1. Field of the Invention
The present invention relates to printing apparatuses that detect a position of a carriage using an encoder sensor.
2. Description of the Related Art
Conventionally, inkjet printing apparatuses are known that carry out image printing onto a printing medium by discharging ink from nozzles of a printhead. Generally, these inkjet printing apparatuses are provided with a carriage on which a printhead and an ink tank are mounted, a conveyance mechanism that conveys the printing medium, and a control mechanism that controls operations of these. The carriage, on which is mounted the printhead from which ink droplets are discharged from multiple nozzles, is caused to scan in a direction (main scanning direction) that is orthogonal to a conveyance direction (sub scanning direction) of printing papers. The inkjet printing apparatus is able to carry out printing of an entire image region by performing multiple scan and conveyance operations of the printing medium in which ink is discharged onto the printing medium during each scan while on the other hand the printing medium is intermittently conveyed between each scan. In a case of carrying out color image printing, this is achieved by overlaying ink droplets discharged from multiple printheads corresponding to multiple types of ink colors, or by causing the ink droplets to land adjacent to each other.
When the carriage is caused to scan, encoder signals, which are constituted by an A phase signal and a B phase signal as shown in FIGS. 12A and 12B, are outputted from an optical or magnetic rotary encoder or linear encoder provided on the carriage. Here, it is usual for the A phase signal and the B phase signal to have a phase difference of 90 degrees from each other. The inkjet printing apparatus is able to specify the scanning direction (forward direction or return direction) and the position of the carriage according to these encoder signals. In Japanese Patent Laid-Open Nos. 07-205485 and 07-205487, description is given of an encoder counter referencing the above-mentioned encoder signals and increasing or decreasing a counter value in response to the scanning direction of the carriage, thereby obtaining a relative distance from a predetermined carriage reference position.
In recent years, accompanying higher resolutions and a greater number of nozzles in the printhead of inkjet printing apparatuses, the scale of the control circuits of printhead is also increasing. Accompanying higher resolutions and a greater number of nozzles in the printhead, it is common for the control circuits of the printhead to be configured as shown in FIG. 13. That is, as shown in FIG. 13, the printhead is divided into multiple control units in the manner of control unit 1, control unit 2, and so on up to a control unit n, and control is performed in regard to each printhead control unit by a printhead control IC 1, printhead control IC 2, printhead control IC 3, and so on up to a printhead control IC n corresponding to the printhead control units referencing the encoder signals from the encoder.

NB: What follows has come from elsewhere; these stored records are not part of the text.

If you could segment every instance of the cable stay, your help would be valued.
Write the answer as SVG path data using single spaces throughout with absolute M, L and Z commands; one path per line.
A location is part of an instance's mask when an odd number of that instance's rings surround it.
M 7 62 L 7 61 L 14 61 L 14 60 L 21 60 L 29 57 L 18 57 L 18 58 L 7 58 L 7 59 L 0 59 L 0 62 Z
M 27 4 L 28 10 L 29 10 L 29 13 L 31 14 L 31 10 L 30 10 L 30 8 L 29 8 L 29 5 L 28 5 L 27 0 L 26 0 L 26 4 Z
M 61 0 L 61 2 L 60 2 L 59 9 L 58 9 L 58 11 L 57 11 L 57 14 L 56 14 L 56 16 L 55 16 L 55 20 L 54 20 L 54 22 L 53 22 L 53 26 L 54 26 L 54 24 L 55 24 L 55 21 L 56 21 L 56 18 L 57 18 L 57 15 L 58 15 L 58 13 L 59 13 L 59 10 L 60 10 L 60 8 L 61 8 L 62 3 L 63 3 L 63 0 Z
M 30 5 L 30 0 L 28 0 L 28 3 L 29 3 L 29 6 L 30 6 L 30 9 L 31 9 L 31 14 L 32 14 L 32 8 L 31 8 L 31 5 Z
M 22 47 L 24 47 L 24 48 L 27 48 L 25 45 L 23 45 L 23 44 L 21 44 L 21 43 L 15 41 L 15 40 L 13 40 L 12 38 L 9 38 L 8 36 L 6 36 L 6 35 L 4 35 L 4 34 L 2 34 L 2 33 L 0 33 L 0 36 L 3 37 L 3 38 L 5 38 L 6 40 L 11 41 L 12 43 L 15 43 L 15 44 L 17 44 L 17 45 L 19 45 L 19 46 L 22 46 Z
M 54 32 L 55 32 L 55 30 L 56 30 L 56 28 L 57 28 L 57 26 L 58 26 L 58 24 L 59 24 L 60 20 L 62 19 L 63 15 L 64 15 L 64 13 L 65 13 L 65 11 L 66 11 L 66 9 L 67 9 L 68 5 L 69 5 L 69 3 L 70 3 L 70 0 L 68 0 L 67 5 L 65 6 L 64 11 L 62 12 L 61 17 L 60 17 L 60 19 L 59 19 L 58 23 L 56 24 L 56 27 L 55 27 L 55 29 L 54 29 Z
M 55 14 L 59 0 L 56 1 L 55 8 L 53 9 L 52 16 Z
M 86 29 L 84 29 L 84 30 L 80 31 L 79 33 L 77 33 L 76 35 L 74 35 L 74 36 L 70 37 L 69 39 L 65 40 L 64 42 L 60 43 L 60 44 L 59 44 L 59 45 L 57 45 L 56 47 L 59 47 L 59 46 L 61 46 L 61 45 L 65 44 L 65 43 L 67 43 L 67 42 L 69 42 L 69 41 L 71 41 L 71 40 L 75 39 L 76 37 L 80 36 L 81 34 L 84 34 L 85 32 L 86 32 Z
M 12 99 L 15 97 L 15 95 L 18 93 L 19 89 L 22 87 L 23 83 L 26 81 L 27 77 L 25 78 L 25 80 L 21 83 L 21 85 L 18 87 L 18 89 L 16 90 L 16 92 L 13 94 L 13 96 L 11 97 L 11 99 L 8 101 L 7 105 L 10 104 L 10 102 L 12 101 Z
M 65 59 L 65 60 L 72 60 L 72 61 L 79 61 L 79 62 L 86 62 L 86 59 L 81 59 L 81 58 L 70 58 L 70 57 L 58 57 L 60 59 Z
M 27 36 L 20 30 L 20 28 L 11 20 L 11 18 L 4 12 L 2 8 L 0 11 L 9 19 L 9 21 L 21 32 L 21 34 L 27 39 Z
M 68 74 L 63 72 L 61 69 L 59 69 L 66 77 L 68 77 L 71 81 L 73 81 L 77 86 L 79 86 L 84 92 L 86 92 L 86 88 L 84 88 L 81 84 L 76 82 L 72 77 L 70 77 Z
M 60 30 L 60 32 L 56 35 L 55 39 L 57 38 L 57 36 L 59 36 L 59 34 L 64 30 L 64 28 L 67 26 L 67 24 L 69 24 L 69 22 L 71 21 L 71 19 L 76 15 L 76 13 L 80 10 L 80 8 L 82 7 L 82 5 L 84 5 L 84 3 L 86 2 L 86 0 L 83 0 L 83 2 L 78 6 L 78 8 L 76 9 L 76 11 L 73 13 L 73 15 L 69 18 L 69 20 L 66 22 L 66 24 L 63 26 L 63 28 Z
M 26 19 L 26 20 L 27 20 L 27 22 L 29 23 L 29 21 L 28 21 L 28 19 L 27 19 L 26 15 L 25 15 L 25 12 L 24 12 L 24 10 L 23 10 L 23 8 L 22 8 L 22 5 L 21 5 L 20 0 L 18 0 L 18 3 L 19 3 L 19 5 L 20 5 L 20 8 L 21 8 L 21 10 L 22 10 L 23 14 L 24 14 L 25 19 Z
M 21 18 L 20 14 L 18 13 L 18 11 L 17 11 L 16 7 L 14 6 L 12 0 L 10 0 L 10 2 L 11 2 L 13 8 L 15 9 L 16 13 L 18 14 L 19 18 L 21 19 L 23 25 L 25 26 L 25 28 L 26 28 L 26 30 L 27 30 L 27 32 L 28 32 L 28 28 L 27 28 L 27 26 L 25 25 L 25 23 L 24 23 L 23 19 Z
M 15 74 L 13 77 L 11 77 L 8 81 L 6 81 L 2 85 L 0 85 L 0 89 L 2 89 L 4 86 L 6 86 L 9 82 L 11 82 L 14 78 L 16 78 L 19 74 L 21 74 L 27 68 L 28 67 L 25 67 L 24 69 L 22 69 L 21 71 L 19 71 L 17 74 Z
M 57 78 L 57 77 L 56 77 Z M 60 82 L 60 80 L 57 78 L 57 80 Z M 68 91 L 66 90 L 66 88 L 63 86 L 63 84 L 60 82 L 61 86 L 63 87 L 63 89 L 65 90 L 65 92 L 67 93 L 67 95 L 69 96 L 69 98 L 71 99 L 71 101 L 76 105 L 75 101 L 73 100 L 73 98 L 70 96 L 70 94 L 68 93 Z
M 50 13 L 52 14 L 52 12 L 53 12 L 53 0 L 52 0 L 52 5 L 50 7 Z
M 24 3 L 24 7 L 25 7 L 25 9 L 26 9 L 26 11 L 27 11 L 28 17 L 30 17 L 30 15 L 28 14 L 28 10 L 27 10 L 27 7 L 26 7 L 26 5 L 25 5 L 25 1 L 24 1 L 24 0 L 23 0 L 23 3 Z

Configurations such as that shown in FIG. 13 are commonly used since they have the merit of enabling shorter development times and reducing costs due to the configuration of each of the ICs being simpler compared to a case where control of the printhead control units is performed from a single control circuit. Furthermore, there is also the merit that configurations can be achieved flexibly using multiple printhead control ICs in cases where the printhead control units vary according to the model of inkjet printing apparatus.
There are various methods available for resetting the encoder counter inside each of the printhead control ICs to set the carriage reference position with the configuration shown in FIG. 13. For example, as shown in FIG. 14, there is a method by which a register of the encoder counter inside each of the printhead control ICs is reset by the CPU via a bus. Furthermore, as shown in FIG. 15, there is a method in which a common encoder counter reset signal is connected to each of the printhead control ICs, and the register of the encoder counter inside each of the printhead control ICs is reset according to the encoder counter reset signal after causing the carriage to stop.
In the configurations shown in FIG. 14 and FIG. 15, it is extremely difficult to reset the encoder counter register in each of the printhead control ICs using a same timing. This is because in the configuration shown in FIG. 14, the CPU carries out sequential reset operations for the printhead control ICs, and therefore it is not possible to perform the reset operation for all the printhead control ICs using the same timing. In the configuration shown in FIG. 15, the printhead control ICs can undergo the reset operation in common according to the encoder counter reset signal, but due to internal skew differences originating in manufacturing discrepancies of each of the printhead control ICs, the timing for the resets cannot be made simultaneous.
Chattering sometimes occurs in the encoder signal according to the positional relationship between the carriage and the encoder slits. That is, in a case where the carriage is in such a position, the encoder signal becomes unstable. In the configurations shown in FIG. 14 and FIG. 15, suppose for example that a reset operation is carried out in a printhead control IC having a CPU. And if there is undesirable oscillation in the encoder signal when a reset operation is to be carried out in a different printhead control IC at a timing shifted from that time point, then the count value advances undesirably in the printhead control IC for which the reset operation was carried out initially. That is, unfortunately the carriage reference positions become set differently between the printhead control ICs. When the settings of the reference positions between each of the printhead control ICs become undesirably different, the registration shifts between the printhead control units controlled by each of the printhead control ICs, which incurs a deterioration in image quality.